Still, Dr. Brodzinsky’s statement in this 1984 article raises concern:
“He doesn’t see the issue in terms of ‘rights’. Adoptive parents have the same rights or lack of rights as all parents have…”
Auh, what about the adoptee’s rights?
The International Adoption Reform Movement has made great progress since 1984: Bastard Nation, the American Adoption Congress, Council on Equal Rights in Adoption, Adoption Crossroads, Origins, Concerned United Birthparents, Senior Mothers and hundreds of adoptees’ blogs, mothers of loss blogs, oh, and The Evan B Donaldson Adoption Institute, to name a few entities out there promoting adoptees’ rights.
Now, about my natural father’s photo in the paper and his statements.
First thing that must be said: He did not want to be identified in my book (published in 2009) so I changed his name and any other identifications that could lead to him today. BUT, he chose to go public in 1984. He called the newspaper to defend himself. For what? I have always had respect and love for him, and especially his third and present wife, my loving step mother. Nothing I ever wrote put him down in any way.
As a result of this article, at that time in 1984, my natural father and I healed a five-year period of silence between us.
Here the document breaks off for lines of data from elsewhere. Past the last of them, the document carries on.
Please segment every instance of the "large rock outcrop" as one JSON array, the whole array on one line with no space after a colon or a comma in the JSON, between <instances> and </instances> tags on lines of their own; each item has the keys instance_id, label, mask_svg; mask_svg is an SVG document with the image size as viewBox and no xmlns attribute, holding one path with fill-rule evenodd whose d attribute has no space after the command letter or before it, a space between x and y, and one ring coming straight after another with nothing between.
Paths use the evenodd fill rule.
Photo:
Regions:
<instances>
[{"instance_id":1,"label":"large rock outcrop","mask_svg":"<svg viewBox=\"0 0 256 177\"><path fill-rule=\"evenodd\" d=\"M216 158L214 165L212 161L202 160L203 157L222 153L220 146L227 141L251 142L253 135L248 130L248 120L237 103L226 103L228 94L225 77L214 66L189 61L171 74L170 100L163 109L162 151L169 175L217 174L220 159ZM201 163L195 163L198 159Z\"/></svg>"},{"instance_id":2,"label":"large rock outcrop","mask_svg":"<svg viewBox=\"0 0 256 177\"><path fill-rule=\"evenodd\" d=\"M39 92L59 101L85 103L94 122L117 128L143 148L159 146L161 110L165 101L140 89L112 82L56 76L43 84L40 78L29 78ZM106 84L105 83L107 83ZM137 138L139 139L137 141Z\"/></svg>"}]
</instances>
We continued in a growing and loving father-daughter relationship. He was actively involved with my two children, two of his many grandchildren, and we shared tender moments. My father tearfully relayed to me what happened when my mother died — a story he had not been able to tell me in detail until after 1984. He cried when he told me that he “gave the baby — you — up, up, … up for adoption.” I could see remorse in his face and in his heart.
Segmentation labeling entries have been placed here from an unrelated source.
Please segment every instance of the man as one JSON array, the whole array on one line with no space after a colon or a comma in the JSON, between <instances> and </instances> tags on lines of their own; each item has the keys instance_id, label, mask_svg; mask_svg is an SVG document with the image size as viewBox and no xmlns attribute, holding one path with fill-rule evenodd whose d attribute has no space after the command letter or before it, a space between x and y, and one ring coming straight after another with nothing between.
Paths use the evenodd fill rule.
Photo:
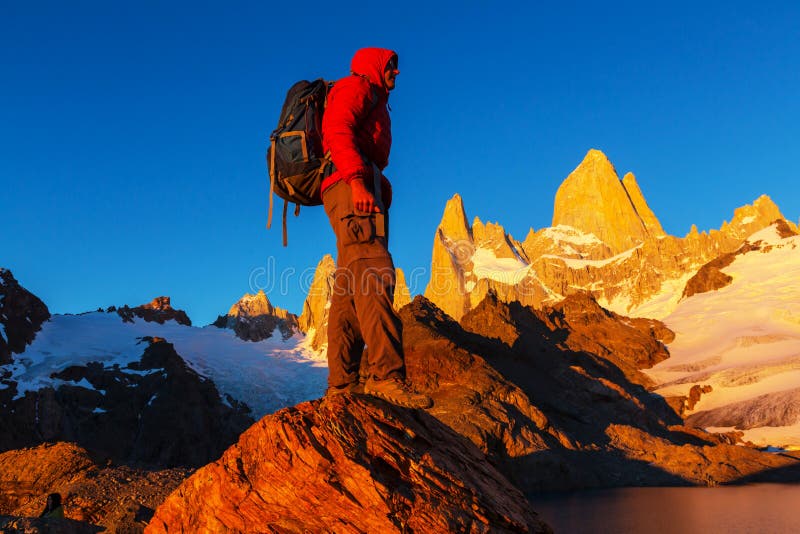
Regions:
<instances>
[{"instance_id":1,"label":"man","mask_svg":"<svg viewBox=\"0 0 800 534\"><path fill-rule=\"evenodd\" d=\"M397 54L362 48L328 95L323 146L335 166L322 182L322 202L336 234L337 269L328 319L328 394L359 386L364 342L364 392L409 408L431 405L405 384L402 323L392 307L395 271L388 249L392 189L381 172L392 145L389 92Z\"/></svg>"}]
</instances>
Since the printing of this article, my father and I talked of how newspaper reporters make situations worse by exaggerating points. He wanted to be sure the public knew he “abided by the law” and stayed away from me while I was growing up.
My father and I talked of how the articles did not accurately portray how the adoptee and her adoptive family and natural family are effected by a reunion that went out of control. Too many people butting in, saying harsh words, trying to interfere with the adoptee adjusting to her reunion.
~ ~ ~ Joan M Wheeler, BA, BSW, born Doris M Sippel.